FWIW, I own a few grand of BTC as an investment diversification. But id still deal in cash. I dont ask if I can buy something with my Lululemon stock. I prefer to leave crypto to the geeks and drug dealers. While I believe in being as tax efficient as possible, if I make mad cash on BTC values rising, Im ok with paying a bit of tax on a few grand for a Fender CS for the privilege of being a Canadian and not having to worry about this nonsense:
Billions in lost Bitcoin: the buried treasure that people can never get back : Planet Money : NPR

here's the thing...you dont want to take a financial hit for cashing in your bitcoin...but doesnt that just move that tax burden onto the seller for when they want to cash out?


----------



## guitar-gord (Nov 21, 2010)

I would consider it, absolutely. But since I'm not currently actively using crypto, there would have to be a motivating reason for me to get involved. For example, if I'm not getting any takers at $4K in cash on the CGF or Reverb for a particular guitar, and if you offer me a crypto exchange of >$4K equivalent dollar value (at least enough extra to cover the taxes I will pay when cashing out), then that might entice me pending the current state of the offered crypto, how badly I need quick access to the cash, etc. I'm not overly concerned about trading guitars for crypto as a general rule, the question for me personally seems more like a "when" not "if" question. My younger self would never have believed that I would be sending money via email to people I've never met for guitars I've never played, but I'm doing that regularly now, so who knows.


----------



## crann (May 10, 2014)

@Diablo So, you would not accept it. Got it, thanks!


----------



## JeremyP (Jan 10, 2012)

guitar-gord said:


> I would consider it, absolutely. But since I'm not currently actively using crypto, there would have to be a motivating reason for me to get involved. For example, if I'm not getting any takers at $4K in cash on the CGF or Reverb for a particular guitar, and if you offer me a crypto exchange of >$4K equivalent dollar value (at least enough extra to cover the taxes I will pay when cashing out), then that might entice me pending the current state of the offered crypto, how badly I need quick access to the cash, etc. I'm not overly concerned about trading guitars for crypto as a general rule, the question for me personally seems more like a "when" not "if" question. My younger self would never have believed that I would be sending money via email to people I've never met for guitars I've never played, but I'm doing that regularly now, so who knows.

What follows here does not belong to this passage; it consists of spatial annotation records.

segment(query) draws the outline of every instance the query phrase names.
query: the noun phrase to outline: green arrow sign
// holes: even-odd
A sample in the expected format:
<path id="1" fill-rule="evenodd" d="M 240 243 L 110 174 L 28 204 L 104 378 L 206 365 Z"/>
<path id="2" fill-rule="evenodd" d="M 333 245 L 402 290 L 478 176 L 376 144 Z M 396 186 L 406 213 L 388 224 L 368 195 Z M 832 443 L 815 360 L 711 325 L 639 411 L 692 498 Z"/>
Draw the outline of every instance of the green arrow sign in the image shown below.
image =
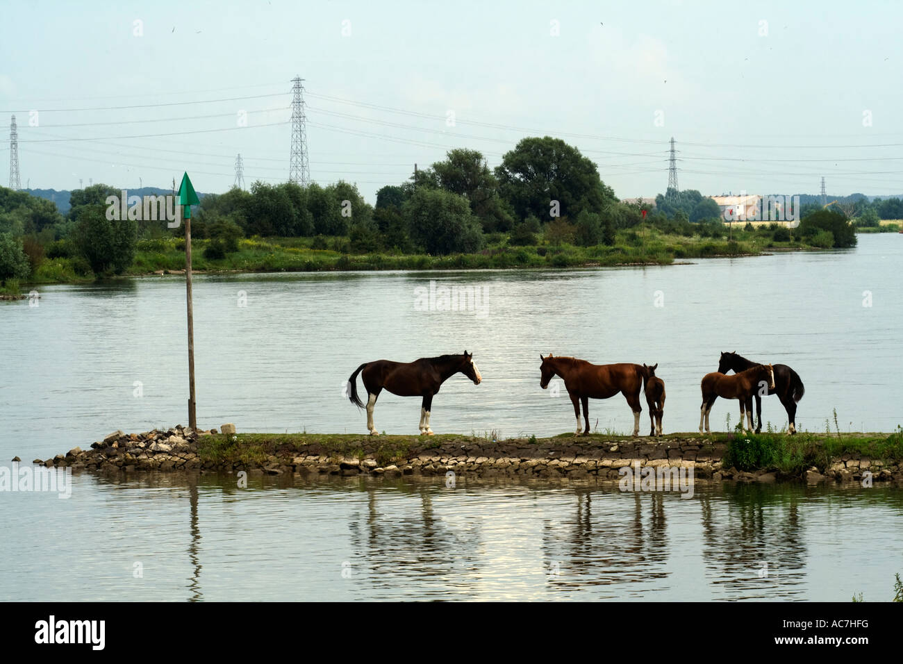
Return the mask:
<path id="1" fill-rule="evenodd" d="M 187 172 L 182 175 L 182 184 L 179 185 L 179 204 L 185 210 L 185 219 L 191 216 L 191 208 L 190 206 L 200 204 L 200 200 L 198 198 L 198 194 L 194 192 L 194 187 L 191 185 L 191 181 L 189 179 Z"/>

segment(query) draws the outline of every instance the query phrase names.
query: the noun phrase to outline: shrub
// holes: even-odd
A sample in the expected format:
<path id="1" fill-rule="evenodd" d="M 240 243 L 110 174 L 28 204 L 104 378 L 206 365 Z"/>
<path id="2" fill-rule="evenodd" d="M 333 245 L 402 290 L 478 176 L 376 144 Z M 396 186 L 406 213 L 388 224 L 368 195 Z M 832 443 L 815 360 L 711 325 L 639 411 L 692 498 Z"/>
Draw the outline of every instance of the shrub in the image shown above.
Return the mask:
<path id="1" fill-rule="evenodd" d="M 29 274 L 31 267 L 22 244 L 10 233 L 0 233 L 0 282 L 24 279 Z"/>
<path id="2" fill-rule="evenodd" d="M 204 257 L 209 260 L 222 260 L 226 257 L 226 248 L 219 239 L 210 240 L 204 249 Z"/>
<path id="3" fill-rule="evenodd" d="M 829 248 L 834 246 L 834 234 L 830 230 L 819 230 L 809 238 L 809 244 L 823 249 Z"/>
<path id="4" fill-rule="evenodd" d="M 789 242 L 790 231 L 787 229 L 779 227 L 775 230 L 774 234 L 771 236 L 771 238 L 775 242 Z"/>

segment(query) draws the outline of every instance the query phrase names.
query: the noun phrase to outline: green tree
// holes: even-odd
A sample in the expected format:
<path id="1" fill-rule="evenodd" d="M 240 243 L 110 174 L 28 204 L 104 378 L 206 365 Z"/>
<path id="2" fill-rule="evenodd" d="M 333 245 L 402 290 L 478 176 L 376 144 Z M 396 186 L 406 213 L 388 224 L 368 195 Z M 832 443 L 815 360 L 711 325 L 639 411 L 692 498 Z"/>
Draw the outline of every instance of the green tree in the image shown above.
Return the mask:
<path id="1" fill-rule="evenodd" d="M 401 210 L 405 203 L 405 191 L 396 184 L 386 184 L 377 192 L 377 210 L 395 208 Z"/>
<path id="2" fill-rule="evenodd" d="M 107 219 L 107 206 L 79 205 L 75 246 L 95 275 L 121 275 L 135 259 L 137 222 Z"/>
<path id="3" fill-rule="evenodd" d="M 533 214 L 549 220 L 554 201 L 560 216 L 576 218 L 583 210 L 600 212 L 615 200 L 595 164 L 551 136 L 522 139 L 502 158 L 496 177 L 502 198 L 520 219 Z"/>
<path id="4" fill-rule="evenodd" d="M 799 234 L 806 241 L 818 235 L 819 231 L 829 230 L 833 236 L 833 247 L 843 248 L 856 246 L 856 229 L 842 212 L 833 210 L 820 210 L 804 217 L 799 222 Z M 818 241 L 824 243 L 826 236 L 818 237 Z"/>
<path id="5" fill-rule="evenodd" d="M 443 190 L 418 189 L 402 208 L 411 239 L 430 254 L 472 253 L 484 244 L 467 199 Z"/>
<path id="6" fill-rule="evenodd" d="M 31 272 L 22 242 L 9 233 L 0 233 L 0 284 L 7 279 L 24 279 Z"/>
<path id="7" fill-rule="evenodd" d="M 346 235 L 348 218 L 341 216 L 341 209 L 331 188 L 321 187 L 312 182 L 307 187 L 307 205 L 313 218 L 316 235 Z"/>

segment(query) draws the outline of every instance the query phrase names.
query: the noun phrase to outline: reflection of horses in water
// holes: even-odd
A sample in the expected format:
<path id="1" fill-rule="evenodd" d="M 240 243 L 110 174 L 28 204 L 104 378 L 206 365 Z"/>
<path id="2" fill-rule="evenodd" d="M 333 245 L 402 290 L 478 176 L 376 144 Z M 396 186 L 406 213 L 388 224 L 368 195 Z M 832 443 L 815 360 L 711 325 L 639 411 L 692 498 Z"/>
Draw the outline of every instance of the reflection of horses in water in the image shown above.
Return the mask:
<path id="1" fill-rule="evenodd" d="M 649 407 L 649 422 L 652 429 L 649 435 L 662 435 L 662 417 L 665 416 L 665 381 L 656 376 L 658 363 L 651 367 L 643 364 L 646 369 L 646 403 Z"/>
<path id="2" fill-rule="evenodd" d="M 747 360 L 735 352 L 722 352 L 721 360 L 718 361 L 718 370 L 721 373 L 727 373 L 731 370 L 739 373 L 755 366 L 755 364 L 751 360 Z M 799 403 L 799 400 L 803 398 L 803 395 L 805 394 L 805 388 L 799 374 L 787 365 L 776 364 L 774 369 L 775 384 L 768 388 L 767 395 L 777 395 L 777 398 L 781 400 L 784 409 L 787 411 L 788 430 L 791 434 L 796 434 L 796 404 Z M 756 392 L 755 397 L 756 413 L 759 418 L 756 425 L 756 433 L 758 434 L 762 430 L 762 397 L 759 392 Z"/>
<path id="3" fill-rule="evenodd" d="M 721 397 L 728 399 L 740 399 L 740 426 L 743 428 L 743 415 L 746 413 L 752 428 L 752 397 L 766 386 L 772 389 L 775 387 L 775 372 L 770 364 L 757 364 L 751 369 L 731 376 L 713 371 L 703 378 L 703 407 L 699 415 L 699 433 L 703 433 L 703 421 L 705 421 L 705 433 L 709 431 L 709 413 L 715 399 Z"/>
<path id="4" fill-rule="evenodd" d="M 423 397 L 420 408 L 420 433 L 433 435 L 430 428 L 430 409 L 433 397 L 439 388 L 454 376 L 462 373 L 479 385 L 482 377 L 473 363 L 473 354 L 464 351 L 463 355 L 440 355 L 436 358 L 421 358 L 413 362 L 394 362 L 391 360 L 377 360 L 364 362 L 354 370 L 348 379 L 349 399 L 358 408 L 363 408 L 358 397 L 358 374 L 367 389 L 367 428 L 371 435 L 377 433 L 373 424 L 373 408 L 379 393 L 385 388 L 399 397 Z"/>
<path id="5" fill-rule="evenodd" d="M 580 435 L 580 404 L 583 403 L 583 418 L 586 428 L 585 435 L 590 433 L 590 404 L 589 399 L 607 399 L 620 392 L 627 399 L 633 411 L 633 435 L 639 435 L 639 414 L 643 408 L 639 405 L 639 390 L 643 387 L 646 373 L 638 364 L 590 364 L 585 360 L 577 358 L 555 358 L 549 353 L 548 357 L 539 356 L 543 363 L 539 367 L 542 376 L 539 387 L 545 389 L 554 376 L 561 376 L 564 381 L 571 403 L 573 404 L 573 414 L 577 417 L 577 435 Z"/>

I think that's a great point. If there was some incentive , enough to cover the cash out then why not?


----------



## dumbstick (Apr 14, 2012)

Stevie007 said:


> Here are pics. G&L ASAT Classic Telecaster


Where is this guitar manufactured???


----------



## DrumBob (Aug 17, 2014)

I wouldn't even know how to begin with stuff like this. Just give me good, old-fashioned cash. I'm old school. Technology is fine, but to a point.


----------